Tim era muy afortunado por tener una hermana como ella, pensó Duncan. Aunque tampoco lo reconocería.
– Intenta animarte.
– Sí, claro no se preocupe, haré mi trabajo como habíamos quedado -Annie se mordió los labios-. De todas formas, a mí estas cosas no se me dan bien.
Mal momento para reconocer eso, pensó Duncan, divertido por su sinceridad.
– ¿Ir a fiestas? No hay mucho que hacer, estar guapa y mirarme con gesto embelesado. Tú has estado en la universidad, no creo que esto te resulte difícil.
– Es algo más. ¿O es que no se espera que hable con nadie?
– Tampoco creo que tengas ningún problema para hablar con nadie.
– Sí, bueno, usted da menos miedo que un salón lleno de gente, señor Patrick.
– Por cierto, deberías empezar a llamarme Duncan y no señor Patrick.
Annie suspiró de nuevo y el sonido le gustó. Era sexy. La clase de suspiro que una mujer podría dejar escapar mientras…
Duncan interrumpió tales pensamientos. Annie McCoy era muchas cosas, ¿pero sexy?
Entonces miró sus muslos bajo la falda corta. En fin, el adjetivo se le podía aplicar perfectamente, pero eso no era lo importante. La había contratado para hacer un papel, nada más. Además, no era su tipo.
– Duncan -repitió ella.
Él giró la cabeza y sus ojos se encontraron. Los de ella azules, grandes, rodeados de largas pestañas. Llevaba el pelo diferente, pensó, recordando sus rizos. Aquella noche caía en suaves ondas por debajo de los hombros. Muy elegante. Aunque él prefería los rizos. El vestido era apropiado y destacaba sus curvas… por no hablar de los muslos.
– Estás muy guapa.
Annie tiró del bajo del vestido.
– Fue idea de Cameron.
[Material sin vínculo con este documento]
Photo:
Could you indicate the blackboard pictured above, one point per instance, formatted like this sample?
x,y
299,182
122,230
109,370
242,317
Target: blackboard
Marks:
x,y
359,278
Es estupendo, por cierto. Muy divertido y lo sabe todo sobre moda. Hizo una lista para que supiera con qué zapatos iba cada vestido.
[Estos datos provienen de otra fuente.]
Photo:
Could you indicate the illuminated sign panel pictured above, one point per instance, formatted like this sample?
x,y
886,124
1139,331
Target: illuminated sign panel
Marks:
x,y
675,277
– Cameron sabe mucho de estas cosas.
– Me dijo que habíais sido compañeros en la universidad.
Duncan rió.
– Eso fue hace mucho tiempo. Admito que fue el primer homosexual que había conocido y que al principio no me hizo mucha gracia tenerlo como compañero de habitación.
– ¿Demasiado macho para entenderlo? -preguntó Annie.
– En parte, supongo. Pensaba que me atacaría cuando estuviera dormido, lo cual fue una estupidez por mi parte. Tardamos algún tiempo, pero nos hicimos amigos. Luego, cuando regresó a Los Ángeles para abrir su negocio, volvió a ponerse en contacto conmigo y me convirtió en su cliente.
– Es un chico muy amable. Mis primas y Kami también lo pasaron estupendamente yendo de compras.
– ¿Fueron contigo?
– Sí, claro. Dijiste que podría quedarme con la ropa, pero no creo que yo vaya a ponerme estos vestidos nunca más. No es algo que pueda usar para ir al colegio -sonrió Annie-. Así que fueron conmigo para dar su opinión. Como todas tenemos más o menos la misma talla…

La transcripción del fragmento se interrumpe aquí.